Delar “Dane” van Sand, who moved to Palm Beach Gardens two years ago from Gloucester, Mass., turned 98 last month. At Pearl Harbor, he was on the battleship USS Nevada. He and his colleagues in the boiler room managed to get under steam during the attack, doing in 13 minutes what usually took up to four hours. But damage had slowed it and it was an easy target for the Zeroes. It ran aground near Ford Island and eventually would be re-floated and return to action. Red escaped injury but 50 of the 1,500 on board died that day He has spent his later years writing down his memories of that day for his family and posterity.

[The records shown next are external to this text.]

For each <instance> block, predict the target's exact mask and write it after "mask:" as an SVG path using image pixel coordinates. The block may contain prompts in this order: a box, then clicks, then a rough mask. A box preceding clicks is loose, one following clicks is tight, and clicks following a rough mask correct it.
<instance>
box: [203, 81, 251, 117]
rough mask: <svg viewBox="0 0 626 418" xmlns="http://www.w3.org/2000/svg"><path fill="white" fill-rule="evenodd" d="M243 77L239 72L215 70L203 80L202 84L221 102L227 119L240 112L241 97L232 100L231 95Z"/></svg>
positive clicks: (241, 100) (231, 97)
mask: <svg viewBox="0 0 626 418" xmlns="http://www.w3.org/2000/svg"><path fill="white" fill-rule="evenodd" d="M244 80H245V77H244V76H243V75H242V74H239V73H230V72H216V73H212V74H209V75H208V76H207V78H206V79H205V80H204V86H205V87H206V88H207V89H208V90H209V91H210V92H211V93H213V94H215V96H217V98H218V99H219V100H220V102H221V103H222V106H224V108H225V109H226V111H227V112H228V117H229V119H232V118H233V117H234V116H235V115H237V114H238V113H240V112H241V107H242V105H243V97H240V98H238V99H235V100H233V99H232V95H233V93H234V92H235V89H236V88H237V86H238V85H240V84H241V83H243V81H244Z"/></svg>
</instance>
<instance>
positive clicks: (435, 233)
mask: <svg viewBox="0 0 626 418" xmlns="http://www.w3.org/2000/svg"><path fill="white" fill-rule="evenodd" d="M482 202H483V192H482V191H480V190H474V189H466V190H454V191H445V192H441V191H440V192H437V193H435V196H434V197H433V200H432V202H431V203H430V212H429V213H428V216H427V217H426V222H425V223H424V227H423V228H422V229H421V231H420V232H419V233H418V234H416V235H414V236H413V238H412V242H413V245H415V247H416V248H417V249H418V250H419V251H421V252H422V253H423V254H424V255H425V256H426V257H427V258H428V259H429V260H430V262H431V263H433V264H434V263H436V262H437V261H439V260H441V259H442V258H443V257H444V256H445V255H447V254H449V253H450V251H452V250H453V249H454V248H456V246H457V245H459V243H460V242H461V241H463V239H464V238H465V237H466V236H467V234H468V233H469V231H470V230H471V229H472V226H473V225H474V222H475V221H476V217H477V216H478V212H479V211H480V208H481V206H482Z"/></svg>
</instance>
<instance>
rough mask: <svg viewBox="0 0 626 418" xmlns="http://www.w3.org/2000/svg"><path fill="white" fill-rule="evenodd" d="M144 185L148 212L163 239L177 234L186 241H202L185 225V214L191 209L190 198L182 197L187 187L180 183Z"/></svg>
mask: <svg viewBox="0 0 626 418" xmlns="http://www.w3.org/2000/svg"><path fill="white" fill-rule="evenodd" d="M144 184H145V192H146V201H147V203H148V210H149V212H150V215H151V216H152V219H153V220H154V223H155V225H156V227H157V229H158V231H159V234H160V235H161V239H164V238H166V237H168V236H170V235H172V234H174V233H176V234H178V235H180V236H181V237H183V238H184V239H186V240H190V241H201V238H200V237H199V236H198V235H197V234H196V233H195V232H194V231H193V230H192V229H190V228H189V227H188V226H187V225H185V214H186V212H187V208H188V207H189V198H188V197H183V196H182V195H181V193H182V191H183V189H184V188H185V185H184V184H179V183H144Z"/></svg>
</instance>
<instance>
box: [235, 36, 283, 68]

“It stays with you,” he said this week.
The Rev. Margaret Smart, a retired Methodist pastor and hospice chaplain in Pahokee, was just five days past her fifth birthday on the morning of Dec. 7 and living in family quarters at the Army Air Corps’ Hickam Field. Her mom had had a birthday party the night before and her parents were sleeping in.
She was playing with ribbons downstairs when she heard planes. She went to the window and saw smoke; “I was getting ready to tell my daddy his office was on fire,” she recalled last month. She crossed the house, stood on a toilet, and looked out a window to see flames shooting up from ships in the distance at Pearl Harbor. Recalling the Army-Navy football game from the day before, she thought the two services had opened fire on each other.
Her dad stumbled down the stairs, pulling on his uniform. Her mom fainted. A bomb fell into a pond in the complex and didn’t detonate. At Hickam, of the two supervisors ahead of her dad, one was killed and one incapacitated, and suddenly he was in charge of his department.
Later that day, as Margaret and her mother drove across the smashed base, a U.S. bomber flew overheard, startling them. The car stalled and rolled backward into a tree. With no seat belts, Margaret was thrown and suffered a concussion. Decades later, the two traumas still haunt her; she often has spent the anniversary day in bed.
In December 1981, she visited Hickam. Buildings still bore bullet holes from Dec. 7, 1941.
Margaret didn’t know what she’d do for today’s anniversary. She said she might pull out the Bible she’d received later that day in 1941 for perfect attendance in Sunday School. On that Sunday, she said, “of course, there was no Sunday school.”